En la sentencia, el magistrado de la Sección Cuarta de la Audiencia pontevedresa, especializada en violencia de género, considera probado que el acusado el 20 de mayo de 2007 mantuvo una discusión con ambas mujeres durante la que las amenazó de muerte con un cuchillo en la mano, hecho por el que se le impuso una orden de alejamiento.
José Fernando López Vázquez, que el el juicio reconoció ser el autor de los hechos que le imputaban, violó esa orden de alejamiento el 20 de julio de 2007 cuando se levantó de madrugada y fue al domicilio que compartían ambas mujeres, en cuyo exterior permaneció escondido hasta que el marido de su hija se fue de casa para trabajar y las dos mujeres abrieron el garaje para llevar niño pequeño a la guardería.
Fue entonces, según reza la sentencia, cuando el acusado se abalanzó sobre las mujeres portando una pistola en la mano y produciéndose un forcejeo entre ellos durante el cual José Fernando golpeó a ambas mientras gritaba que las iba a matar y disparando la pistola sin que alcanzase a nadie, hechos que presenció el menor de tres años de edad.
Durante el forcejeo, la esposa del acusado consiguió abrir el portal de la finca, momento en el que varios vecinos que habían sido alertados por los gritos y el disparo, pudieron reducir al agresor.

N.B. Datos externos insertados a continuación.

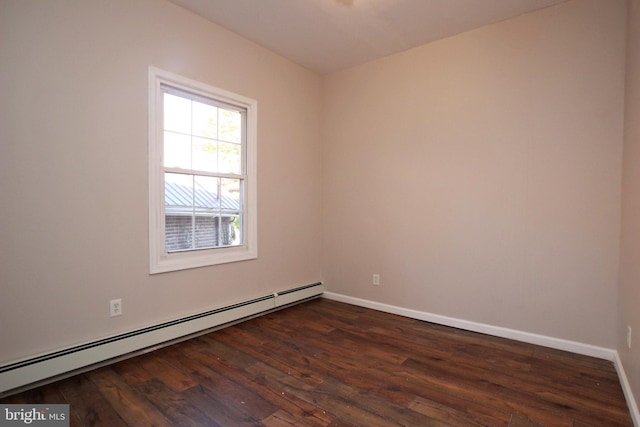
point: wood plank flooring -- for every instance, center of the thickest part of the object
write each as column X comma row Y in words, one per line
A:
column 325, row 363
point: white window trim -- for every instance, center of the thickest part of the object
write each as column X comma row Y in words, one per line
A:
column 159, row 260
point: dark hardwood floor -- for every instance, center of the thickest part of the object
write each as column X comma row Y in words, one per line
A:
column 324, row 363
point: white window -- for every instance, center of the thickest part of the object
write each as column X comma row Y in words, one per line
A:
column 202, row 174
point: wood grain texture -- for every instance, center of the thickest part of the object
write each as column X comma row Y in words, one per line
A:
column 326, row 363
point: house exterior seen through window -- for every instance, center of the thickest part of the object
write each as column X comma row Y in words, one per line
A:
column 202, row 174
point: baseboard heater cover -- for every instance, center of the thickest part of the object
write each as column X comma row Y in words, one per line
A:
column 35, row 369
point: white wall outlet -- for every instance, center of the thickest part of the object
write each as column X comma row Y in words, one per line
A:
column 115, row 307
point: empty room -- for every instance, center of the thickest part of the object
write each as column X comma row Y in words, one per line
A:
column 320, row 212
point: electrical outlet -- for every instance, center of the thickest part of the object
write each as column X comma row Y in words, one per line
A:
column 376, row 279
column 115, row 307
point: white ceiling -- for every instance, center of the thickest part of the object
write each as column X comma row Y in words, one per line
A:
column 330, row 35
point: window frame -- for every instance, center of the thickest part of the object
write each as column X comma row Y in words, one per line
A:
column 161, row 261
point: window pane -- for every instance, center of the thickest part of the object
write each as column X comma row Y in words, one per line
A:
column 177, row 150
column 177, row 114
column 230, row 126
column 231, row 215
column 207, row 221
column 205, row 120
column 230, row 160
column 205, row 155
column 178, row 204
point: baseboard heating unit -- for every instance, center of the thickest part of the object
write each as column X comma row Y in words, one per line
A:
column 22, row 374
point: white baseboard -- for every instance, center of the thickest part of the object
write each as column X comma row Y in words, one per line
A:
column 626, row 387
column 35, row 370
column 557, row 343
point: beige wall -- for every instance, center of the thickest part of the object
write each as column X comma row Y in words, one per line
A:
column 73, row 168
column 630, row 256
column 480, row 175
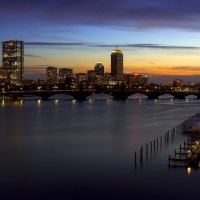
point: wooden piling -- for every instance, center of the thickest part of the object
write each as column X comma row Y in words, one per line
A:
column 141, row 154
column 135, row 158
column 157, row 143
column 147, row 150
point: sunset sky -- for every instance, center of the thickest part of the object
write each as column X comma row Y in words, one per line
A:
column 159, row 38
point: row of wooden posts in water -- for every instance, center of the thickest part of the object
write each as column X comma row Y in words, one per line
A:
column 188, row 154
column 153, row 146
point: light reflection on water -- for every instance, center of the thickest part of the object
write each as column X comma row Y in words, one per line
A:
column 82, row 149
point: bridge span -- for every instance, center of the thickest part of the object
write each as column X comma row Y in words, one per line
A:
column 83, row 94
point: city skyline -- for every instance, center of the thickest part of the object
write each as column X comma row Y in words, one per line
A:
column 158, row 38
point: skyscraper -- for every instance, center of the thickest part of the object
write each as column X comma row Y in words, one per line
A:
column 13, row 59
column 65, row 73
column 99, row 68
column 52, row 75
column 117, row 64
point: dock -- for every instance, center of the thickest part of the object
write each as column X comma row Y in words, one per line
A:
column 187, row 155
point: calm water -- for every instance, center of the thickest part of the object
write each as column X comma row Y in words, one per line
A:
column 85, row 150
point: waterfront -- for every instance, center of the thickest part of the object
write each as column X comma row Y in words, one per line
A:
column 67, row 149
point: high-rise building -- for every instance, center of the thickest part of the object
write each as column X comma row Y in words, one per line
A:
column 51, row 75
column 13, row 59
column 117, row 64
column 64, row 74
column 99, row 68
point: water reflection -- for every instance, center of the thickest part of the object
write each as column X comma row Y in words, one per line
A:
column 39, row 102
column 189, row 170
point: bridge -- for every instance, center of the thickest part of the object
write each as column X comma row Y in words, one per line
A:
column 81, row 95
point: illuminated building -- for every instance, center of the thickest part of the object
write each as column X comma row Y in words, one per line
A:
column 135, row 79
column 3, row 74
column 51, row 75
column 91, row 76
column 13, row 59
column 117, row 64
column 64, row 74
column 177, row 83
column 99, row 68
column 81, row 77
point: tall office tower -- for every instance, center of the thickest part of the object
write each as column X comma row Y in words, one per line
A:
column 13, row 59
column 51, row 75
column 99, row 68
column 117, row 64
column 64, row 74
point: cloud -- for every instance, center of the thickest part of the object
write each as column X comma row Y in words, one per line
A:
column 186, row 68
column 32, row 56
column 138, row 14
column 144, row 46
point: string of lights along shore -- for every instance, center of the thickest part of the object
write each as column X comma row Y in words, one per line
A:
column 12, row 70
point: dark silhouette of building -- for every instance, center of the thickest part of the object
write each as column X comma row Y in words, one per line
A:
column 117, row 64
column 13, row 59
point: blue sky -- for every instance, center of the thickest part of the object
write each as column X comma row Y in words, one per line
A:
column 159, row 38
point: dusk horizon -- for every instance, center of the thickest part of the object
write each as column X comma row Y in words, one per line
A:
column 158, row 38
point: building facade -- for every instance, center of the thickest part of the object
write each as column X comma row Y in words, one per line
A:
column 51, row 73
column 64, row 74
column 117, row 64
column 13, row 59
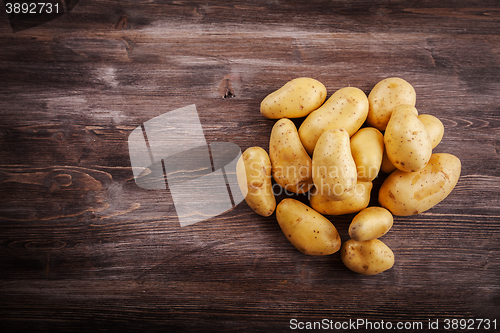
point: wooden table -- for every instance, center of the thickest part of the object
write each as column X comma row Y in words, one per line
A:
column 83, row 248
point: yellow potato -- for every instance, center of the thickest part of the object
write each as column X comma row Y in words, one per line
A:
column 410, row 193
column 434, row 127
column 358, row 201
column 368, row 257
column 385, row 97
column 387, row 166
column 297, row 98
column 406, row 140
column 253, row 171
column 309, row 231
column 291, row 165
column 367, row 148
column 334, row 170
column 370, row 223
column 347, row 108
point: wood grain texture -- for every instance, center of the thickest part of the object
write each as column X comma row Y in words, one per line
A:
column 83, row 248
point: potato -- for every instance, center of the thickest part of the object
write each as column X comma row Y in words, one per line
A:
column 297, row 98
column 387, row 166
column 370, row 223
column 367, row 257
column 434, row 128
column 358, row 201
column 334, row 170
column 406, row 140
column 385, row 97
column 291, row 165
column 309, row 231
column 367, row 148
column 347, row 108
column 412, row 193
column 253, row 171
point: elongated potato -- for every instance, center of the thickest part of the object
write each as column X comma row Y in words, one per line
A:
column 359, row 200
column 347, row 108
column 309, row 231
column 411, row 193
column 434, row 127
column 370, row 223
column 387, row 166
column 253, row 171
column 334, row 170
column 367, row 148
column 291, row 165
column 406, row 140
column 385, row 97
column 297, row 98
column 368, row 257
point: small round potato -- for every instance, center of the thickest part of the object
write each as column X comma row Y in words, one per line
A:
column 253, row 171
column 367, row 148
column 434, row 127
column 309, row 231
column 385, row 97
column 370, row 223
column 359, row 200
column 367, row 257
column 297, row 98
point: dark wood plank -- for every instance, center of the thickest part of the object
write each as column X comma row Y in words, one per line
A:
column 83, row 248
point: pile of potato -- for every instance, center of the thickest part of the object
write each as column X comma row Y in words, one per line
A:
column 333, row 159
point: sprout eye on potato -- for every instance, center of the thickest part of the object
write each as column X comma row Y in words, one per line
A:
column 335, row 160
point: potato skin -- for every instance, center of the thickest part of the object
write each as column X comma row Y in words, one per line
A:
column 309, row 231
column 406, row 140
column 367, row 148
column 291, row 165
column 334, row 170
column 411, row 193
column 297, row 98
column 359, row 200
column 253, row 171
column 385, row 96
column 368, row 257
column 434, row 128
column 347, row 108
column 370, row 223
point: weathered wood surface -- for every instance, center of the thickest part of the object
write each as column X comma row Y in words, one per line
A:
column 83, row 248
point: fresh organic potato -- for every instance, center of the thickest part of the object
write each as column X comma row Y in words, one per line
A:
column 291, row 165
column 387, row 166
column 334, row 170
column 367, row 257
column 434, row 127
column 370, row 223
column 385, row 97
column 297, row 98
column 309, row 231
column 367, row 148
column 406, row 140
column 359, row 200
column 415, row 192
column 253, row 171
column 347, row 108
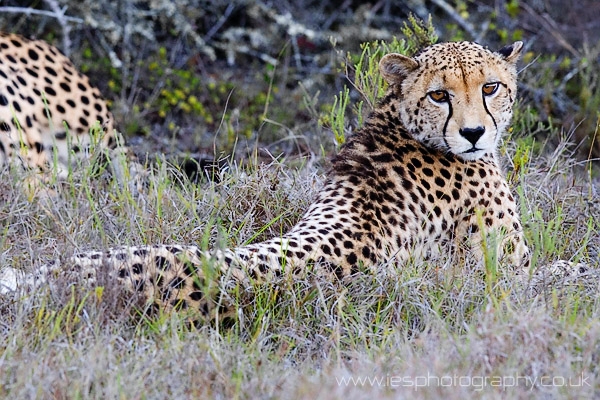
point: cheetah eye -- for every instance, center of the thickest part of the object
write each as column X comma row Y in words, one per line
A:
column 439, row 96
column 489, row 88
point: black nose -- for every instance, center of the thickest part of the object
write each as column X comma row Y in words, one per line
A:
column 472, row 134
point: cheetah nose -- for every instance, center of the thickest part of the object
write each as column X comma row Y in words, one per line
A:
column 472, row 134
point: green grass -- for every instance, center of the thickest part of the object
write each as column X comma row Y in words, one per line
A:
column 295, row 339
column 420, row 330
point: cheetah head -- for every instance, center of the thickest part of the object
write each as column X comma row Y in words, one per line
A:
column 456, row 96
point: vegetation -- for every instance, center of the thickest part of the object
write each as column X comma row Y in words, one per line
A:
column 418, row 330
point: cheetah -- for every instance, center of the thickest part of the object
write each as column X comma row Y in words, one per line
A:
column 47, row 109
column 420, row 178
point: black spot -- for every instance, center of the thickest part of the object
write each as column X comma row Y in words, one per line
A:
column 32, row 54
column 351, row 258
column 50, row 71
column 162, row 263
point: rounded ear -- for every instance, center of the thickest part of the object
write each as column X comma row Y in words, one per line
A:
column 511, row 52
column 395, row 67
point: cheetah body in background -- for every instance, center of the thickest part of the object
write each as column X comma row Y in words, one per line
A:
column 47, row 108
column 420, row 178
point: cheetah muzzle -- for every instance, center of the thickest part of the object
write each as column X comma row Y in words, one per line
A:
column 420, row 177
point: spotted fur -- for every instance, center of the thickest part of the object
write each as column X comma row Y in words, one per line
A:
column 47, row 108
column 421, row 177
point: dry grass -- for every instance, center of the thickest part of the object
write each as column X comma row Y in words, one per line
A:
column 434, row 325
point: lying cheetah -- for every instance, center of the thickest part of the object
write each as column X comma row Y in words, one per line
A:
column 421, row 177
column 47, row 109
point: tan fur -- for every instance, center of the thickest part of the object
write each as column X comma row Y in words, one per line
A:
column 414, row 182
column 47, row 107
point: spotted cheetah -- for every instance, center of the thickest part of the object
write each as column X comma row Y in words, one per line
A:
column 420, row 178
column 47, row 108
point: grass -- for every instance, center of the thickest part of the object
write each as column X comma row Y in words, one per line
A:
column 421, row 330
column 433, row 324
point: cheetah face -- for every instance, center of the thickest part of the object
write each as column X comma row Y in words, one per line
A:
column 456, row 97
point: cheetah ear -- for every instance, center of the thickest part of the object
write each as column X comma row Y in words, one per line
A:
column 395, row 67
column 511, row 52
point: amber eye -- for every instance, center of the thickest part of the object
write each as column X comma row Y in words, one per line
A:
column 489, row 88
column 439, row 96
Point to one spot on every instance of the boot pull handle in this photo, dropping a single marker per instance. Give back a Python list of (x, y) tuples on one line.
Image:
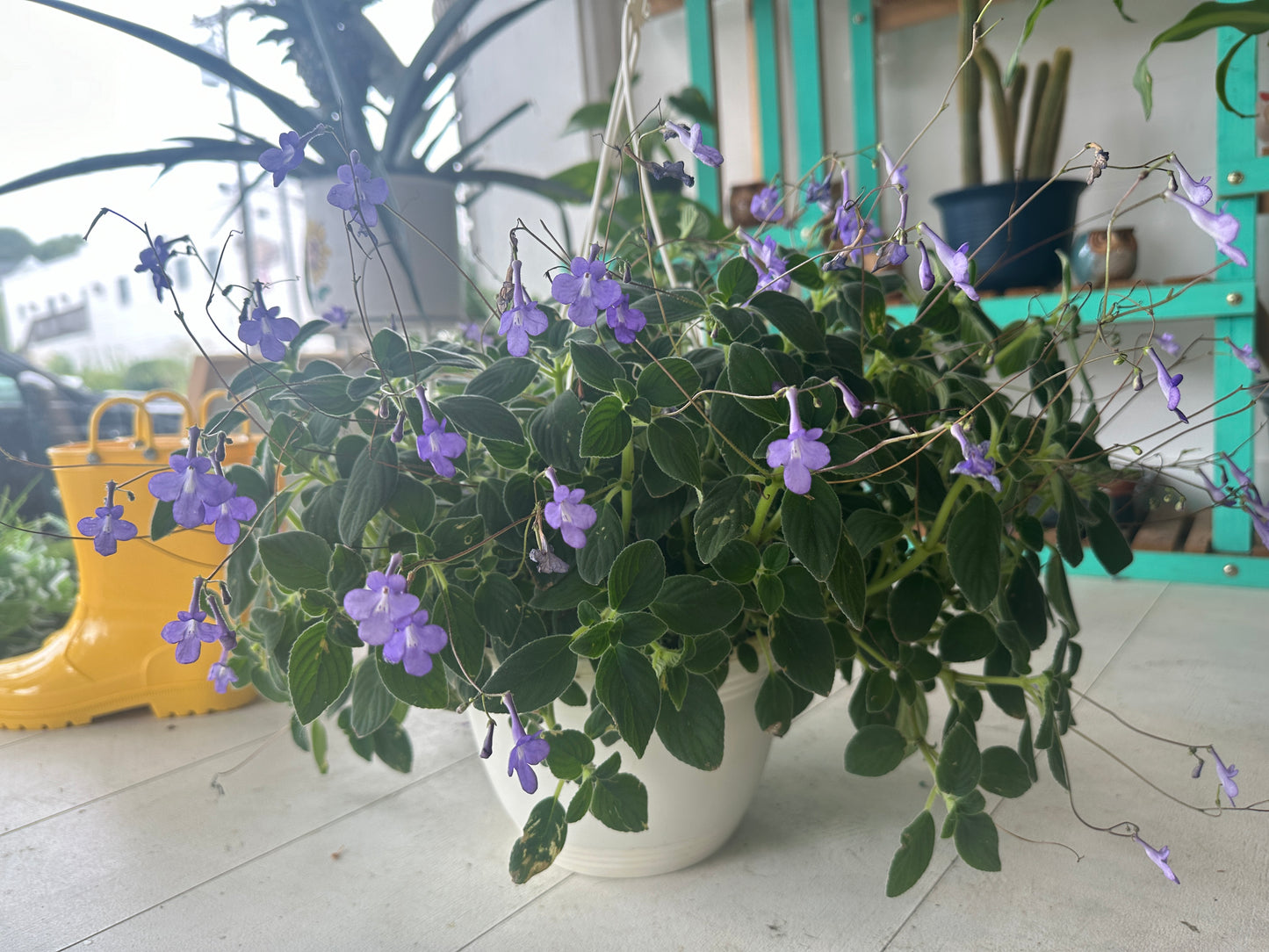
[(142, 427), (205, 410)]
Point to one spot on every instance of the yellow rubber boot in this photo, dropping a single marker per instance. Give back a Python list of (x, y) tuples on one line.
[(111, 656)]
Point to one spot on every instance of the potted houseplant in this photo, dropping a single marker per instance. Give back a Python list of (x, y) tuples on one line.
[(618, 505), (1040, 210), (342, 59)]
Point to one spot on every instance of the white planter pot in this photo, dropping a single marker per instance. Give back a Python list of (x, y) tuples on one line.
[(690, 812), (328, 270)]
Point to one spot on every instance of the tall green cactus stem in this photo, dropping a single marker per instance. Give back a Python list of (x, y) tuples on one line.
[(1049, 122), (1006, 133), (970, 98), (1037, 97)]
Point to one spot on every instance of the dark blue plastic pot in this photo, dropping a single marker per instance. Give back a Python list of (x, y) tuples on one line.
[(1021, 254)]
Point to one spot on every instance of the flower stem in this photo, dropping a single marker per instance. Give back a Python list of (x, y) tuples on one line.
[(764, 504)]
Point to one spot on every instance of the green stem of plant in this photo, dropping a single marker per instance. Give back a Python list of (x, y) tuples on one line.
[(627, 487), (764, 504)]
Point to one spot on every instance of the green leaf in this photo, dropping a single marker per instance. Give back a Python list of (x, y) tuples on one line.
[(481, 416), (570, 753), (675, 450), (804, 649), (869, 528), (725, 513), (775, 704), (539, 844), (695, 732), (372, 702), (619, 803), (370, 487), (1108, 542), (912, 858), (914, 606), (1069, 523), (967, 638), (792, 319), (595, 365), (317, 673), (974, 549), (393, 748), (636, 576), (812, 527), (977, 841), (502, 379), (296, 560), (499, 607), (556, 432), (847, 581), (430, 690), (876, 749), (960, 763), (537, 673), (607, 429), (627, 687), (692, 604), (1004, 772)]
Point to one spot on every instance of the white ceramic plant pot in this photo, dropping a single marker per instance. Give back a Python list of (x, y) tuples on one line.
[(690, 812), (328, 270)]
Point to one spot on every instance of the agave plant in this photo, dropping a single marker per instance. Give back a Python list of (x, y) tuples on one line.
[(340, 56)]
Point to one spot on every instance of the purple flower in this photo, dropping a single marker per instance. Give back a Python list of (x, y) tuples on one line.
[(153, 259), (772, 270), (1217, 493), (523, 320), (436, 446), (267, 329), (767, 206), (818, 191), (191, 630), (587, 288), (1222, 227), (976, 462), (108, 527), (336, 315), (690, 137), (1159, 857), (227, 516), (800, 452), (527, 750), (1246, 354), (381, 606), (415, 641), (1226, 775), (358, 193), (924, 270), (624, 321), (955, 262), (191, 485), (1169, 386), (288, 156), (853, 407), (670, 170), (894, 177), (1197, 191), (567, 513), (221, 674)]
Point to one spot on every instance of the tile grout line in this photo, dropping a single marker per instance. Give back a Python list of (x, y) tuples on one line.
[(1001, 801), (140, 783), (273, 849)]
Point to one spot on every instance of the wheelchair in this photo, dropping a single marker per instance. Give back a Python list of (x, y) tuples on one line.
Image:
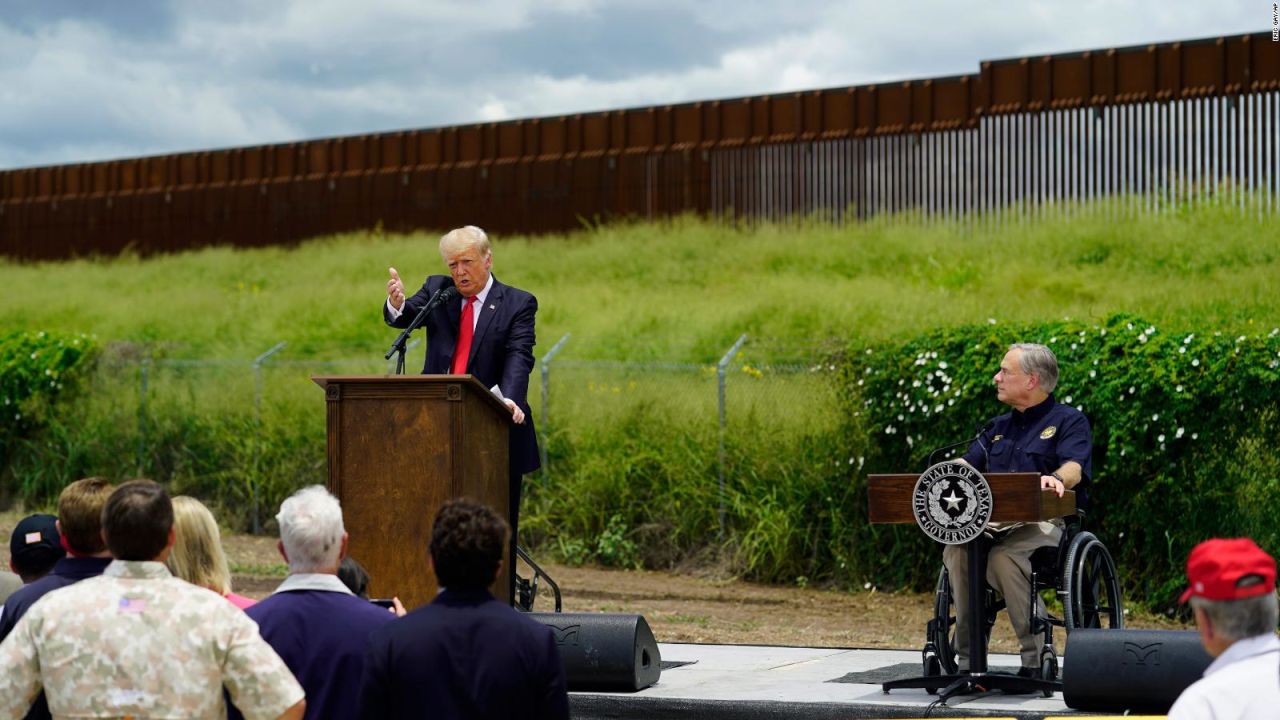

Por todo ello, la Audiencia Provincial de Pontevedra impone a José Fernando López Vázquez una pena de 18 años de prisión, 15 de ellos por sendos delitos de homicidio en grado de tentativa, 1 año por tenencia ilícita de armas, 1 año por dos delitos de amenazas, seis meses por amenazas en el ámbito familiar y otros seis meses por quebrantar una orden de alejamiento.
Además, el acusado se le prohibe regresar al término municipal de Tui y aproximarse a menos de dos kilómetros de su esposa y de su hija durante diez años, y se le obliga a pagar a ambas una indemnización por los daños físicos y las secuelas psicológicas que supera los 20.000 euros.